Why are randomly drawn vectors nearly perpendicular in high dimensions
A random uniform unit vector is $X/\|X\|$ where $X$ is standard normal, thus the scalar product of two independent unit vectors $U$ and $V$ is $\langle U,V\rangle=\langle X,Y\rangle/(\|X\|\cdot\|Y\|)$ where $X$ and $Y$ are independent and standard normal. When $n\to\infty$, by the law of large numbers, $\|X\|/\sqrt{n}\to1$ almost surely and $\|Y\|/\sqrt{n}\to1$ almost surely, and by the central limit theorem, $\langle X,Y\rangle/\sqrt{n}$ converges in distribution to a standard one-dimensional normal random variable $Z$.

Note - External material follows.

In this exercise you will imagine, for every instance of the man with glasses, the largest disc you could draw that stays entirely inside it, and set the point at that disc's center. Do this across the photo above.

Thus, $\sqrt{n}\cdot\langle U,V\rangle\to Z$ in distribution, in particular, for every $\varepsilon\gt0$, $P(|\langle U,V\rangle|\geqslant\varepsilon)\to0$. In this sense, when $n\to\infty$, the probability that $U$ and $V$ are nearly orthogonal goes to $1$.
Likewise, $k$ independent uniform unit vectors are nearly orthogonal with very high probability when $n\to\infty$, for every fixed $k$.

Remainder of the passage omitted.